Однажды Вацлав торжественно объявил, что приглашает Женечку на закрытый просмотр в Дом кино. Женечка по молодости не знал тогда – юность наша провинция, – сколь щедро и баснословно это приглашение. И лишь попав в этот мир блестящих и шуршащих шелком, пахнувших «Шанелью номер пять» – этому Вацлав Женечку уж научил – людей, фланировавших по фойе и приглушенно гудящих, но время от времени вдруг взрывающихся и с воплями бросающихся друг с другом лобызаться, Женечка понял, что вот и он, когда повзрослеет, будет так жить. И шелковый галстук. И раки с пивом в нижнем буфете. Ясно, отчего здесь проводится закрытый просмотр, эти блестящие люди открытых «Невест ефрейтора Збруева» смотреть не станут. Да и о фильме, который будут демонстрировать, Вацлав говорил с несвойственным ему волнением: он и сам, кажется, ждал чего-то необыкновенного.

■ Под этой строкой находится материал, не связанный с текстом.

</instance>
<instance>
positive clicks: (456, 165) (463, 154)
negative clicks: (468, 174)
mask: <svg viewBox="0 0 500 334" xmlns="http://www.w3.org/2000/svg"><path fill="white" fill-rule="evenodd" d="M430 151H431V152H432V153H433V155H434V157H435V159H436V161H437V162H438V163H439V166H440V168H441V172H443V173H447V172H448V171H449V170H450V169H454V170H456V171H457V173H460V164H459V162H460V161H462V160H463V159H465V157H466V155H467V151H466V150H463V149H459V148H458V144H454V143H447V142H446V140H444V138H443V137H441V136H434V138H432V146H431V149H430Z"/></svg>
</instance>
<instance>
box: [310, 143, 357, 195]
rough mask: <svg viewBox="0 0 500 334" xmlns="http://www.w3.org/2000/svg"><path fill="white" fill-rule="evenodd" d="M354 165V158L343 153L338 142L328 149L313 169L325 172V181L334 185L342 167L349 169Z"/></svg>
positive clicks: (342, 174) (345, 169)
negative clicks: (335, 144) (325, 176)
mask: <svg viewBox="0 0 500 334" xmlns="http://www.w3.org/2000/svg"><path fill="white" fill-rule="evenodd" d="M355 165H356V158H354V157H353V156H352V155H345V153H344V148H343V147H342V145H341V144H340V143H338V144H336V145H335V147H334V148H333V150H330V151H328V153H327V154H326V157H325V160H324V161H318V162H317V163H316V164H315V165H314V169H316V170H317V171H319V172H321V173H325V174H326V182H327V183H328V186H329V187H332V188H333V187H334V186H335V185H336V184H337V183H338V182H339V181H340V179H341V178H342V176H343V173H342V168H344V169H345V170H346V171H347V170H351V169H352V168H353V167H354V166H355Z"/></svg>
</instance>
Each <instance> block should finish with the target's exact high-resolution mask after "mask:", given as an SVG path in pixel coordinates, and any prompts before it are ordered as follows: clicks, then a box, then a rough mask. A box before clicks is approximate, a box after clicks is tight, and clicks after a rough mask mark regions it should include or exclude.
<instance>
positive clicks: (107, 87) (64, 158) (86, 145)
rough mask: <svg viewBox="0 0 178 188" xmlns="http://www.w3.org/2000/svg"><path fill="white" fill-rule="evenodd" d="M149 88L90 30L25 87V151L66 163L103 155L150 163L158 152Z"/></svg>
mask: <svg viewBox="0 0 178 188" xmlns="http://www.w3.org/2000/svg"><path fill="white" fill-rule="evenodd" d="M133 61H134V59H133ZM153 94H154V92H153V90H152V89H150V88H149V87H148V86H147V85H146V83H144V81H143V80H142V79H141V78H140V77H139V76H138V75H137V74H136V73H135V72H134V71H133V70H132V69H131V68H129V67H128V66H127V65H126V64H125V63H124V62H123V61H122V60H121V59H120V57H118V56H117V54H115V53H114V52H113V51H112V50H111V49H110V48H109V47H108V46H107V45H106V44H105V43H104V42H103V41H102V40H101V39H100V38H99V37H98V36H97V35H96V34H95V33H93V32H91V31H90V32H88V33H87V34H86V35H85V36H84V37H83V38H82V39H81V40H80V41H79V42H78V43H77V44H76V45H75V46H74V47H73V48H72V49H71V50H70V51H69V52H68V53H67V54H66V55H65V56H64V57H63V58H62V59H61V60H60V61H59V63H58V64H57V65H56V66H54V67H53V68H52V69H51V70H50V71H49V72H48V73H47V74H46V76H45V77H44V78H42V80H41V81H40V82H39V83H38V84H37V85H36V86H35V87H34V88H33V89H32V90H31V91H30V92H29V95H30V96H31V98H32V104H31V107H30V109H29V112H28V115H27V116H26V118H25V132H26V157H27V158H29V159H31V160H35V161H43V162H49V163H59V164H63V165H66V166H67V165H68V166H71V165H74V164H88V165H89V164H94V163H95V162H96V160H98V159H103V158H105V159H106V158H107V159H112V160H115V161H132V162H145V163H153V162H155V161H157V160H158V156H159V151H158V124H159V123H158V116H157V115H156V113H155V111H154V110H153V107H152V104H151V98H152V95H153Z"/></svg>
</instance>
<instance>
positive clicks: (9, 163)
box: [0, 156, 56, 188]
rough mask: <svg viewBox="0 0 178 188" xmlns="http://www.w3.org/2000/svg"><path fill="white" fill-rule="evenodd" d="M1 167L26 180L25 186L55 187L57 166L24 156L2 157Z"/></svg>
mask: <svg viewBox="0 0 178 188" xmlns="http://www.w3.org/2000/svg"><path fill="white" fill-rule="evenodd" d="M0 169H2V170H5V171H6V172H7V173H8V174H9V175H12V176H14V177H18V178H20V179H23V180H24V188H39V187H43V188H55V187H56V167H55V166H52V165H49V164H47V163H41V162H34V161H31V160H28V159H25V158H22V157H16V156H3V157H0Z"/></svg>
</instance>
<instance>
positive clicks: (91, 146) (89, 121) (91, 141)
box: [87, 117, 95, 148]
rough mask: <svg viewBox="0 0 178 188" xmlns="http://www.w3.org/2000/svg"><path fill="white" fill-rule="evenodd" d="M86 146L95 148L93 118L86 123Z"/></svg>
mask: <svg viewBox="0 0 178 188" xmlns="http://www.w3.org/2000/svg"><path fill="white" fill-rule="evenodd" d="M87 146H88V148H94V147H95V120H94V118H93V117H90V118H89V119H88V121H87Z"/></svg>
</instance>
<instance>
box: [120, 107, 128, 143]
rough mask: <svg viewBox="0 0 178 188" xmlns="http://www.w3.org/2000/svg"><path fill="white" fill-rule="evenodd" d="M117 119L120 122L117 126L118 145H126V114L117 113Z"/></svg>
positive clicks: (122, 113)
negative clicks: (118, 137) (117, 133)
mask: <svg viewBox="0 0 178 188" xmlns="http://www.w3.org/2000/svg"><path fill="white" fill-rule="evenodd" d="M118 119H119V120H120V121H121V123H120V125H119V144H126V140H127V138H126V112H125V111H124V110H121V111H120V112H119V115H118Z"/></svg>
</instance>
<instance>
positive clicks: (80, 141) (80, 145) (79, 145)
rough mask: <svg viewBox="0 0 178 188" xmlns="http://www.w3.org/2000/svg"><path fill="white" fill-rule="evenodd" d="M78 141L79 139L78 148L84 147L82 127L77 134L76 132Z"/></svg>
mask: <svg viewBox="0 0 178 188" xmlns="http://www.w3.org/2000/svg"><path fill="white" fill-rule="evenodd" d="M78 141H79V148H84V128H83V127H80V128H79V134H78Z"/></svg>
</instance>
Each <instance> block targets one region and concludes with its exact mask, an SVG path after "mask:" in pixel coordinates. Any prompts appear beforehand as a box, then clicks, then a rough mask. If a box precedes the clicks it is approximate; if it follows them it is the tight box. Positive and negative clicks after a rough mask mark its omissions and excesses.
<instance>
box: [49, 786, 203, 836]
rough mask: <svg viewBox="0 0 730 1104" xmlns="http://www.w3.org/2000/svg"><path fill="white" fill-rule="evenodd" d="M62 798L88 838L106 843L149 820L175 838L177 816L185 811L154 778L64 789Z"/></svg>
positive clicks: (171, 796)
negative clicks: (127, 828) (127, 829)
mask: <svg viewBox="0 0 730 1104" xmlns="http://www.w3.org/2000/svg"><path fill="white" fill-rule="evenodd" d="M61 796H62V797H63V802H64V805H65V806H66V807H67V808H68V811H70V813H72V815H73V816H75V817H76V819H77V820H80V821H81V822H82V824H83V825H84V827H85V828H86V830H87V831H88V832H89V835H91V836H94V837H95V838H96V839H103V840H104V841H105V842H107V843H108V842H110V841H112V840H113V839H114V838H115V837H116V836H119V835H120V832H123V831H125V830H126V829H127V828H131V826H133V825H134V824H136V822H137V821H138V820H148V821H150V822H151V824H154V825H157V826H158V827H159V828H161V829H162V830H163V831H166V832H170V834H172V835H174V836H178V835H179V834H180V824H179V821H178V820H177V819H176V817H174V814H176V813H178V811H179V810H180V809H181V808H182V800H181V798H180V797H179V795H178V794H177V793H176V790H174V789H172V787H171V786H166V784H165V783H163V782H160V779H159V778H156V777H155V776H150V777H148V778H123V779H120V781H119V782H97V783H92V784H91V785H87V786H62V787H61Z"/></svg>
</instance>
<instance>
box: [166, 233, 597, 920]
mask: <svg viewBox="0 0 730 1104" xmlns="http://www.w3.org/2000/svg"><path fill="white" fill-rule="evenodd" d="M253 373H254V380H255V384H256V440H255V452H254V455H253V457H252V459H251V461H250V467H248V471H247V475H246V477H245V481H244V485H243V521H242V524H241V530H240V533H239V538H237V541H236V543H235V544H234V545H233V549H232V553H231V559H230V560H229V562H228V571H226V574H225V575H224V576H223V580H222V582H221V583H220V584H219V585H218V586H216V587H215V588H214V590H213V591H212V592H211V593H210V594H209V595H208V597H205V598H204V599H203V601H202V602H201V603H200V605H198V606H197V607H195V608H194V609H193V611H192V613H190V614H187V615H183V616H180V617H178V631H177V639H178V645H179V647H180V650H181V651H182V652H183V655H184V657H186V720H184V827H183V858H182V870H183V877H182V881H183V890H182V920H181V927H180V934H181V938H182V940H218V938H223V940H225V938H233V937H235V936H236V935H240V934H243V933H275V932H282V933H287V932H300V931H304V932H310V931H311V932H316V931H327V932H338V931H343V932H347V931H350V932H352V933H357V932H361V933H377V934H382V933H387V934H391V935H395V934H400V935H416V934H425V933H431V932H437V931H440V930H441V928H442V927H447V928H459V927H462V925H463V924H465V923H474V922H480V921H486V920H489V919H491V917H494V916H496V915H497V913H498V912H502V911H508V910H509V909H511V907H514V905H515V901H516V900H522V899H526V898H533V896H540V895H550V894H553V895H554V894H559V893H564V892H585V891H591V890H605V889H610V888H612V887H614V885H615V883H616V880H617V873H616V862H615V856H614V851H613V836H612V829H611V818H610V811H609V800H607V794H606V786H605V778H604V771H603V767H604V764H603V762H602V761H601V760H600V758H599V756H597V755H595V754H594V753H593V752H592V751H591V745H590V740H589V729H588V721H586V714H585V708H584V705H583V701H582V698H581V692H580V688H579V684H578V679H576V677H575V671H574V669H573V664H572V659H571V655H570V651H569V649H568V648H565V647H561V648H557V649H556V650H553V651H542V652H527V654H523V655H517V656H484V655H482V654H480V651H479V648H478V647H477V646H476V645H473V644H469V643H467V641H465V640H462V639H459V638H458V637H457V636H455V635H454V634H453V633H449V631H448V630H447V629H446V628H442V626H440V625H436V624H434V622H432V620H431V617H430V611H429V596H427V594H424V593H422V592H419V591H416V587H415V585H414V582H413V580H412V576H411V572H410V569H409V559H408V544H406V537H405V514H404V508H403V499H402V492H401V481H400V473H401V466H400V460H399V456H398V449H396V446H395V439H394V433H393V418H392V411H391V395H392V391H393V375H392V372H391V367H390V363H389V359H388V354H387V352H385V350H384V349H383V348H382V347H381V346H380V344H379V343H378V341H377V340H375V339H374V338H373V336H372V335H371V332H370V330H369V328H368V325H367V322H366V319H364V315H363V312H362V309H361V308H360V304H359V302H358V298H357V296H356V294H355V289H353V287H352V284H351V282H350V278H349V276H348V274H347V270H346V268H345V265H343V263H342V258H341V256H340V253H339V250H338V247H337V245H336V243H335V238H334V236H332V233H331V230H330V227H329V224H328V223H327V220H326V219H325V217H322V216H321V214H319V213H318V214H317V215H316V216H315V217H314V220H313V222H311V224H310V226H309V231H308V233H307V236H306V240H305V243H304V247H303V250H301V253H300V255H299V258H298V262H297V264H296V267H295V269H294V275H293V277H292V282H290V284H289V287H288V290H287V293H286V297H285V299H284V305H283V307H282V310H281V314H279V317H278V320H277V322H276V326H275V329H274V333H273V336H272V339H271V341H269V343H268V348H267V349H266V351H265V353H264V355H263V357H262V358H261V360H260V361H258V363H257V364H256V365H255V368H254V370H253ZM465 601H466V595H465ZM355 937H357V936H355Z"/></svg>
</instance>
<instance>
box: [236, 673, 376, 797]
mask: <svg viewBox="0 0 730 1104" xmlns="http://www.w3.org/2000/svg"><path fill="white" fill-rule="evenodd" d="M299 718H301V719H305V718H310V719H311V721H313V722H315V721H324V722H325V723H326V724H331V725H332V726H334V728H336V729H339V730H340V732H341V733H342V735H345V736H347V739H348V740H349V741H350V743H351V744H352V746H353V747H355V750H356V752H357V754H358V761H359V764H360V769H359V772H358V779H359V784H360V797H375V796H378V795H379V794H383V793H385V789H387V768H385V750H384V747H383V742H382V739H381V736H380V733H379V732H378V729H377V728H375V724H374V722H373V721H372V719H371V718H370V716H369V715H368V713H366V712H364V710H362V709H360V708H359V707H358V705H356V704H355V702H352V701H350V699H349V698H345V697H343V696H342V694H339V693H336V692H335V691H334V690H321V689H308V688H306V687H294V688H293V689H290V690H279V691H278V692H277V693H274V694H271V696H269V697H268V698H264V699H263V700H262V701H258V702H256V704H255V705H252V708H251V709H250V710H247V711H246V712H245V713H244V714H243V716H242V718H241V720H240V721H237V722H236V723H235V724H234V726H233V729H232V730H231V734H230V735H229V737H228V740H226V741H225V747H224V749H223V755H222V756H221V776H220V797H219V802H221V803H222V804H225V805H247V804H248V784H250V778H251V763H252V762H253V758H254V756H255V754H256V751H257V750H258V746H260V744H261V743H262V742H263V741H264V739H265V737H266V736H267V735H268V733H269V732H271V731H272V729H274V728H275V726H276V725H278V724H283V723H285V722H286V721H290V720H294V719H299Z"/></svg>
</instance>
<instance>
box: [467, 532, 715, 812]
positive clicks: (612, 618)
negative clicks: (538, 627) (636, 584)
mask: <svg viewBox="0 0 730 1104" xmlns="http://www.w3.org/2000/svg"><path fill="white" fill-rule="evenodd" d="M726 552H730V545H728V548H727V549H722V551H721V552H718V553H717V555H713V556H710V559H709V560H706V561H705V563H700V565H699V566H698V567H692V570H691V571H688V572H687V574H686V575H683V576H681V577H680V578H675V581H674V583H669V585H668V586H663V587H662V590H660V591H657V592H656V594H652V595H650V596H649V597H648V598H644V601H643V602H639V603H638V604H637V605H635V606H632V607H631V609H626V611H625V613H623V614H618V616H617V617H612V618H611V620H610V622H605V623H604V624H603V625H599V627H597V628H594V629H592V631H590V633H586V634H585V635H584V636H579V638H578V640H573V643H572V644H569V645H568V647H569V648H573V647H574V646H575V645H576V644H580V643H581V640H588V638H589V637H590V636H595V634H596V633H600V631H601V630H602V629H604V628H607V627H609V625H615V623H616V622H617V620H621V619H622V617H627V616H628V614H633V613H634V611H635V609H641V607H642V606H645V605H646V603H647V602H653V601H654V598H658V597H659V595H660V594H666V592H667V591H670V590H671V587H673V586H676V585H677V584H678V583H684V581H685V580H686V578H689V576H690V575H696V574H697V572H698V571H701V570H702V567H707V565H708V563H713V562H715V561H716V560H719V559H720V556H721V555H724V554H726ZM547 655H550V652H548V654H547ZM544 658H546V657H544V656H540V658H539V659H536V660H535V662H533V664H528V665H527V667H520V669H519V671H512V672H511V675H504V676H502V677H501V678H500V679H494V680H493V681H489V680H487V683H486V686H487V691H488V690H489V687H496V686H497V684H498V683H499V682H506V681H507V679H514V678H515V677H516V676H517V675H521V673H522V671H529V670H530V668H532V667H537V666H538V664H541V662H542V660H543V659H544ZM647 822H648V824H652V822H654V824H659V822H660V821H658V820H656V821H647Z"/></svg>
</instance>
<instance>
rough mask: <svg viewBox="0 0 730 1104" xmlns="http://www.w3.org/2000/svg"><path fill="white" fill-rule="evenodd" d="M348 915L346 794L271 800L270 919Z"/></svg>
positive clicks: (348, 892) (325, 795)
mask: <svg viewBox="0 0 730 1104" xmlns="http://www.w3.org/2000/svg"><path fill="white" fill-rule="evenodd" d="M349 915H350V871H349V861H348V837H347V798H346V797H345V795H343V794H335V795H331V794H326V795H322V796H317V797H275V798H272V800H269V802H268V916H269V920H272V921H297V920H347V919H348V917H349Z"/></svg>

И с придыханием произнес: «Смерть в Венеции». И с удивлением, не скрыв легкого раздражения, обнаружил, что Томаса Манна Женечка уже читал. «Но вы, Женечка, не могли понять, это о чуме запретного вожделения…» Посмотрев фильм, Женечка понял. И стал иначе смотреть на Вацлава. И цепко ухватил его под руку, когда они вышли на улицу, пошли по бульвару. «Вас хватятся», – сказал Вацлав. «Я позвоню», – сказал Женечка, которому больше всего сейчас хотелось на Лидо.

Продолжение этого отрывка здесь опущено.